Concrètement, nous proposons le rachat de  25 % de Fortis Banque à l’Etat et la renégociation d'une option d’achat sur 25 à 50 % du solde. L’opération serait financée par la revente de 25 % de Fortis Insurance Belgium à Fortis Banque et par une partie des liquidités aujourd’hui dans le holding. Le portefeuille d’actifs toxiques resterait quant à lui logé dans la banque et ferait l’objet d’une garantie de l’Etat. Enfin, tout sera tenté pour récupérer les assurances néerlandaises. Au vu des questions soulevées autour de la valorisation réelle des actifs néerlandais, un retour de ces activités pour 1 euro symbolique ne nous semble pas illusoire. Le choix de ce scénario est justifié par le fait qu’il préserve au mieux, vu les circonstances, les intérêts des différentes parties.
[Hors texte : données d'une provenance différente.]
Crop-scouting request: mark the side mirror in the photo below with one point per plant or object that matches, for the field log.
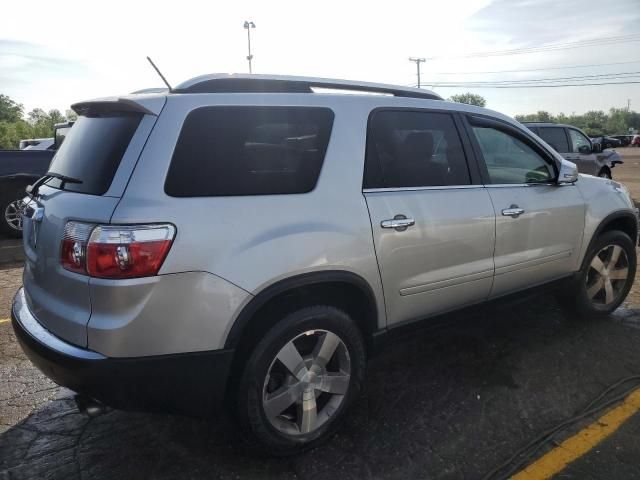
(586, 149)
(568, 172)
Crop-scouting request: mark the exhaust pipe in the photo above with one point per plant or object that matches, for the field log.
(92, 408)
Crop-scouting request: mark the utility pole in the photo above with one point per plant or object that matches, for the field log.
(248, 25)
(418, 62)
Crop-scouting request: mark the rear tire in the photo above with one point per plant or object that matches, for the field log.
(606, 276)
(291, 398)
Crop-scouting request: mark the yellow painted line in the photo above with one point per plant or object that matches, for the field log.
(575, 447)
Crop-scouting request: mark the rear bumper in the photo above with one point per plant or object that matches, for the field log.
(190, 383)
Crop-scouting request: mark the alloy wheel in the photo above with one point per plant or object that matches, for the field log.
(607, 275)
(306, 382)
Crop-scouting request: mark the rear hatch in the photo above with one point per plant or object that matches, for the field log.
(99, 153)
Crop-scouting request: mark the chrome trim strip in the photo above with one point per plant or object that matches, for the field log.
(450, 282)
(419, 189)
(536, 262)
(29, 323)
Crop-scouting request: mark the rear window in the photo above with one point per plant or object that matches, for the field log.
(92, 151)
(228, 151)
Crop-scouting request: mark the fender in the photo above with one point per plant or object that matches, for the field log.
(621, 214)
(297, 281)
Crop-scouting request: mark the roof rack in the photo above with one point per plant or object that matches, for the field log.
(247, 83)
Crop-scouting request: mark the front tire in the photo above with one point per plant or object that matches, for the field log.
(301, 379)
(606, 276)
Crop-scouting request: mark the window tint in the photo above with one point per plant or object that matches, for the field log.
(414, 149)
(578, 140)
(92, 151)
(555, 137)
(224, 151)
(509, 160)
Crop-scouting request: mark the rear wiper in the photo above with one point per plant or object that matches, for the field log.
(32, 190)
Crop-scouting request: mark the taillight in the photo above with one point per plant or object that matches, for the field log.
(74, 246)
(121, 251)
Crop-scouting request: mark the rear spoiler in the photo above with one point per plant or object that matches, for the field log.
(147, 106)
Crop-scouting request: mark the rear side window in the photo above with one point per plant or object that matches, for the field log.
(555, 137)
(92, 151)
(227, 151)
(414, 149)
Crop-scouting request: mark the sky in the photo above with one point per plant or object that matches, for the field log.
(56, 53)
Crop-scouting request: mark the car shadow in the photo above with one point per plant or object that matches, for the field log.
(451, 401)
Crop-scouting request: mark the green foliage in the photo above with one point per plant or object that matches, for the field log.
(37, 124)
(468, 98)
(595, 122)
(10, 111)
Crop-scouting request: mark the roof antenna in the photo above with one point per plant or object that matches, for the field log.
(160, 73)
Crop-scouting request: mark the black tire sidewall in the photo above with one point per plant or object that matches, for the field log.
(250, 412)
(615, 237)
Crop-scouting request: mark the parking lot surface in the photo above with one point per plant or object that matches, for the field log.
(451, 402)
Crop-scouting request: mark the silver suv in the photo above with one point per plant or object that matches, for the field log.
(253, 239)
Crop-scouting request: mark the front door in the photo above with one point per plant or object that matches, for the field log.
(539, 224)
(433, 226)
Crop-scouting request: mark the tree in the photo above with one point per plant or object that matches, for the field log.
(468, 98)
(10, 111)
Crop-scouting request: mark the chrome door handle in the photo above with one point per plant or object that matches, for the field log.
(399, 222)
(513, 211)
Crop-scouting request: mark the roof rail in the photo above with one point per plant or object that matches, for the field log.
(248, 83)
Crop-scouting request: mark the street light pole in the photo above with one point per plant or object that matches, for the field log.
(418, 62)
(249, 25)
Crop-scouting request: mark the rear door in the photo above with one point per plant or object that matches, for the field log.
(433, 223)
(539, 224)
(100, 151)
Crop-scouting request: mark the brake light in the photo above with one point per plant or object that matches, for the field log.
(128, 251)
(74, 246)
(116, 251)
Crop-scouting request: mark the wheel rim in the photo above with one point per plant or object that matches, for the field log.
(307, 382)
(13, 215)
(607, 276)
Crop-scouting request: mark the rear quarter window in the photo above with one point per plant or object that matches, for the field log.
(92, 151)
(230, 151)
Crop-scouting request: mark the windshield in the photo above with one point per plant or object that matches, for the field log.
(92, 151)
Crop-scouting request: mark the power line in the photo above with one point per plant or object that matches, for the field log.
(552, 47)
(540, 69)
(457, 85)
(601, 76)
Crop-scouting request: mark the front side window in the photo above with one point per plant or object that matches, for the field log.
(229, 151)
(414, 149)
(555, 137)
(579, 143)
(509, 160)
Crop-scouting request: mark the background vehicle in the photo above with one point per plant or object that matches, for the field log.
(36, 144)
(607, 142)
(19, 168)
(574, 145)
(247, 239)
(625, 140)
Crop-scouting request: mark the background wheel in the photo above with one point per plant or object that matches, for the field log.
(301, 379)
(10, 218)
(605, 173)
(606, 276)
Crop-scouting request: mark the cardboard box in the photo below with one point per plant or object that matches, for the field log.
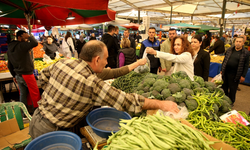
(10, 134)
(217, 146)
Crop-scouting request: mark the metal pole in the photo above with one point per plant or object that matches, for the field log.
(139, 12)
(171, 15)
(223, 17)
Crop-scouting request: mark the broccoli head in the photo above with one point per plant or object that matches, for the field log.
(165, 93)
(210, 86)
(226, 98)
(185, 83)
(179, 97)
(146, 94)
(156, 94)
(225, 107)
(170, 98)
(199, 80)
(188, 92)
(195, 85)
(191, 104)
(174, 88)
(215, 108)
(146, 89)
(149, 81)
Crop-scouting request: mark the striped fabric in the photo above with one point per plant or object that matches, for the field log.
(71, 88)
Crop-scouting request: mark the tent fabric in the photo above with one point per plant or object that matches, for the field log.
(183, 25)
(206, 28)
(49, 15)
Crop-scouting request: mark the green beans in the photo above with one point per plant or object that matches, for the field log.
(156, 133)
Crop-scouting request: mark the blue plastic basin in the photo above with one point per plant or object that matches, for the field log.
(63, 140)
(105, 120)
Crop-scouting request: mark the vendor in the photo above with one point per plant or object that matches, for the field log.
(50, 48)
(72, 88)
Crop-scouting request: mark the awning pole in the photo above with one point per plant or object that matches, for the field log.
(222, 22)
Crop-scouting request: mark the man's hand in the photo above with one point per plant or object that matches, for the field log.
(150, 50)
(169, 106)
(14, 79)
(142, 61)
(164, 70)
(242, 79)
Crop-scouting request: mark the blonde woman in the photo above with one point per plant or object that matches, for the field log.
(126, 55)
(66, 44)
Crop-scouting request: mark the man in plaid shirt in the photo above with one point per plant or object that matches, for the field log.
(72, 88)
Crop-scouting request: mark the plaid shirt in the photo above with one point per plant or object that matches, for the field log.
(71, 89)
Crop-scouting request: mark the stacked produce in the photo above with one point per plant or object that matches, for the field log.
(216, 58)
(155, 133)
(204, 100)
(3, 66)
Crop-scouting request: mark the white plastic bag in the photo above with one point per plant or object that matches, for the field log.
(183, 113)
(143, 68)
(217, 79)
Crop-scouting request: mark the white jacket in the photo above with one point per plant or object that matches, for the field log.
(65, 46)
(183, 62)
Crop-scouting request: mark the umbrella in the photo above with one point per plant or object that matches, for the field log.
(132, 26)
(183, 25)
(54, 12)
(207, 28)
(157, 28)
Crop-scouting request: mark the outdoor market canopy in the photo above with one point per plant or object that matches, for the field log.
(207, 28)
(55, 12)
(183, 25)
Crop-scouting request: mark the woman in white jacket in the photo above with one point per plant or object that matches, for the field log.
(181, 54)
(68, 41)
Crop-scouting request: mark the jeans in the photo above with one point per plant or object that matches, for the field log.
(23, 89)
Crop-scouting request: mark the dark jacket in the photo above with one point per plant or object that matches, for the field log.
(154, 62)
(112, 50)
(79, 45)
(129, 54)
(92, 38)
(243, 63)
(50, 49)
(132, 42)
(19, 59)
(205, 43)
(202, 64)
(218, 47)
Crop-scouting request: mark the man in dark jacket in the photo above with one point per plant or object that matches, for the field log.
(218, 47)
(21, 67)
(109, 41)
(132, 40)
(234, 68)
(155, 44)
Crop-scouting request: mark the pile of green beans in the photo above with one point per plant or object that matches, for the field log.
(128, 82)
(236, 135)
(157, 133)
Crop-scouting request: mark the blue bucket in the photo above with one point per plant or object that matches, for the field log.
(103, 121)
(63, 140)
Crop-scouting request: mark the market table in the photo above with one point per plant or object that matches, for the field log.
(4, 77)
(215, 69)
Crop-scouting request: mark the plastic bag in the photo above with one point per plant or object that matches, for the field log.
(217, 79)
(144, 68)
(183, 113)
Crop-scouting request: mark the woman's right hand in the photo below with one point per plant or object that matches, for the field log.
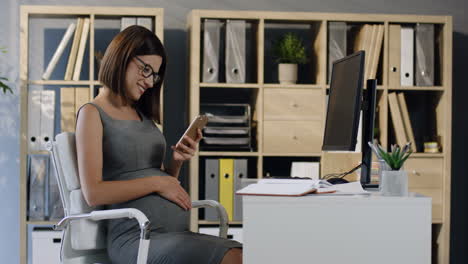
(169, 187)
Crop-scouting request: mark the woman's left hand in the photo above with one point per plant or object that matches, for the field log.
(186, 148)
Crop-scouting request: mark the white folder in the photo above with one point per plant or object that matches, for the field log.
(407, 56)
(211, 48)
(235, 51)
(424, 66)
(34, 119)
(47, 117)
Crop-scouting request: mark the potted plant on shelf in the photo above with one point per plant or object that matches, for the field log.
(393, 180)
(289, 52)
(4, 87)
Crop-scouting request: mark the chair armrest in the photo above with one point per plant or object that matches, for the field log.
(223, 217)
(110, 214)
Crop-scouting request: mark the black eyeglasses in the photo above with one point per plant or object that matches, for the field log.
(147, 71)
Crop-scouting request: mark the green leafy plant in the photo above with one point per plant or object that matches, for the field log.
(397, 157)
(4, 87)
(289, 49)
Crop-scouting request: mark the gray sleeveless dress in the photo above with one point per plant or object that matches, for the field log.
(135, 149)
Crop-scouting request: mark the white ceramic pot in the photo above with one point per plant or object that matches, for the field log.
(287, 73)
(394, 183)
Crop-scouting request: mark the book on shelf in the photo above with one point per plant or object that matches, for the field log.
(406, 121)
(394, 46)
(397, 119)
(370, 39)
(376, 51)
(74, 50)
(59, 51)
(81, 50)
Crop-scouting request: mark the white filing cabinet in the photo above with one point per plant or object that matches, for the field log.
(337, 229)
(46, 246)
(234, 233)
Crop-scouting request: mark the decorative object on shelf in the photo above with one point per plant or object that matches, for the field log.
(4, 86)
(393, 180)
(290, 52)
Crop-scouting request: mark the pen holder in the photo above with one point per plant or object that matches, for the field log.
(393, 183)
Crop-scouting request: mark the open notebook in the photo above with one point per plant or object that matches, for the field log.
(293, 187)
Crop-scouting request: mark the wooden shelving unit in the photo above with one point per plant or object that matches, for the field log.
(429, 174)
(100, 18)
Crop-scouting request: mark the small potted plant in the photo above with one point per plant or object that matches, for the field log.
(289, 52)
(394, 180)
(3, 86)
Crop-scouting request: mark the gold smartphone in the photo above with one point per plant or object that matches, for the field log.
(198, 123)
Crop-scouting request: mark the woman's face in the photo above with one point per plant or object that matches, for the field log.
(142, 72)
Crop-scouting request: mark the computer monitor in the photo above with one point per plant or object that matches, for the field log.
(345, 102)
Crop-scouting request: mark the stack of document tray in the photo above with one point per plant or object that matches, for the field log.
(228, 127)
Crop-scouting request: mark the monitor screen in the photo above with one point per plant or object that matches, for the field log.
(344, 103)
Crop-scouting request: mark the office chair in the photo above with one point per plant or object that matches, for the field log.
(84, 240)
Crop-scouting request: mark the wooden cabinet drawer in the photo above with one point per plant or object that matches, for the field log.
(292, 104)
(425, 176)
(437, 205)
(292, 136)
(424, 172)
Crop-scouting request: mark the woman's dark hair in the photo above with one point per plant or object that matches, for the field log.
(131, 42)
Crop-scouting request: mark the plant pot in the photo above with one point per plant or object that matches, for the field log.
(287, 73)
(394, 183)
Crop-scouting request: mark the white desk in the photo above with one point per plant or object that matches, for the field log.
(337, 229)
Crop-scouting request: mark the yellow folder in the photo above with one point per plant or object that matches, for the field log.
(226, 185)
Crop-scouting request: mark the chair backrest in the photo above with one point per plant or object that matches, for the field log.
(82, 237)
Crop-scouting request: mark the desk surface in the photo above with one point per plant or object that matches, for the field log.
(337, 229)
Pour l’actionnaire, qu’un nouvel accord avec BNP Paribas se concrétise ou pas (les négociations semblent piétiner à l’heure d’écrire ces lignes), ce scénario reste faisable. Il dote le holding d’un véritable projet industriel autour de l’assurance tout en préservant le modèle de bancassurances et en permettant de profiter du futur redressement d’une partie des activités bancaires belges… là où, précisément, le préjudice subi a été le plus important  (les rumeurs autour du récent rapport du consultant McKinsey commandé par Fortis Banque évoqueraient un valorisation près de deux fois plus élevée que le prix de cession !!) Notre scénario viendrait gonfler la valeur intrinsèque de 1,30 EUR par action, voire 2,90 EUR au moins en cas d’accord raisonnable avec les Néerlandais. Evaluée très prudemment la valeur intrinsèque serait alors de 4 à 5,60 EUR.


Pour les épargnants, rien ne change si ce n’est, qu’en cas d’abandon de la piste BNP Paribas, être le client d’une banque majoritairement détenue par l’Etat offrira encore une assurance supplémentaire, au-delà de la garantie habituelle des 100 000 euros sur les comptes.


Pour les employés, les conclusions, relayées par la presse, du rapport du consultant McKinsey commandé par Fortis Banque sont logiques. Si BNP Paribas se retire, le stand alone étant parfaitement viable, l’emploi sera bien mieux préservé qu’avec le Français, dont les 500 millions d’euros d’économie annoncées laissent augurer au moins 5 000 suppressions d’emplois. 


Pour l’Etat (et le contribuable),grâce au produit de la vente de 25 % de Fortis Banque et la suspension du financement du portefeuille toxique sur lequel il donnerait alors une simple garantie, la facture serait réduite de 4,35 milliards d’euros. Et en évitant le deal avec BNP Paribas, l’Etat se verrait en outre libéré d’une moins-value potentielle sur ses actions BNP Paribas de pas moins de 5,5 milliards ! 
A l’heure où l’option de l’adossement à BNP Paribas n’est plus soutenue que par une minorité, il nous paraît urgent que les actionnaires soient invités à la table des négociations. In fine, ceux-ci devront de toute façon se prononcer lors d’une future assemblée générale… Alors que le secteur financier continue de s’enliser (en point de mire : les nouvelles difficultés de KBC), nous espérons que l’Etat prendra ses responsabilités en travaillant à des solutions équitables, dans l’intérêt des différentes parties.